Cassandra: maintenance


I am inexperienced with Cassandra, but I have some experience with SQL-based relational databases.

I have been unable to find best practices information about how to maintain Cassandra once deployed. Is it necessary to VACUUM the database? I should think that read/write loads cause fragmentation in the storage.

Or more generally: what are the best practices for maintaining a Cassandra production deployment? What has to be done at regular intervals to maintain the health of the system? The Operations manual really doesn't discuss this aspect.


Best Answer

In general, a well designed cluster can live for YEARS without being touched. I've had clusters that ran for years hands-off. However, here are some guidelines:

Monitoring is hugely important:

1) Monitor latencies. Use opscenter or your favorite metrics tools to keep track of latencies. Latencies going up can be signs of problems coming, including GC pauses (more common in read workloads than write workloads), sstable problems, and the like.

2) Monitor sstable counts. SSTable counts will increase if you overrun compaction (each sstable is written exactly one time - deletes are handled by combining old sstables into new sstables through compaction).

3) Monitor node state changes (up/down,etc). If you see nodes flapping, investigate, as it's not normal.

4) Keep track of your disk usage - traditionally, you need to stay under 50% (especially if you use STCS compaction).

There are some basic things you should and shouldn't do regularly:

1) Don't explicitly run nodetool compact. You mention that you've done it, it's not fatal, but it does create very large sstables, which then are less likely to participate in compaction moving forward. You don't necessarily need to keep running it, but sometimes it may help to get rid of deleted/overwritten data.

2) nodetool repair is typically recommended every gc_grace_seconds (10 days by default). There are workloads where this is less important - the biggest reason you NEED repair is to make sure deletion markers (tombstones) are transmitted before they expire (they live for gc_grace_seconds, if a node is down when the delete happened, that data may come back to life without the repair!). If you don't issue deletes, and you query with sufficient consistency level (reads and writes at QUORUM, for example), you can actually live a life without repair.

3) If you are going to repair, consider using incremental repair, and repair small ranges at a time.

4) Compaction strategies matter - a lot. STCS is great for writes, LCS is great for reads. DTCS has some quirks.

5) Data models matter - just like RDBMS/SQL environments get into trouble as unindexed queries hit large tables, Cassandra can be problematic with very large rows/partitions.

6) Snapshots are cheap. Very cheap. Nearly instant, just hard links, they cost almost no disk space immediately. Use snapshot before you upgrade versions, especially major versions.
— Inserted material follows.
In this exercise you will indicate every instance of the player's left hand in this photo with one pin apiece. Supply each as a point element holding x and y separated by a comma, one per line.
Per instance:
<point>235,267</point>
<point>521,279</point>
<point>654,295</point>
7) Be careful with deletes. As hinted in #2, delete creates more data on disk, and doesn't free it for AT LEAST gc_grace_seconds.

When all else fails:

I've seen articles that suggest Cassandra in prod requires a dedicated head to manage any sized cluster - I don't know that it's necessarily true, but if you're concerned, you may want to hire a third party consultant (TheLastPickle, Pythian) or have a support contract (Datastax) to give you some peace of mind.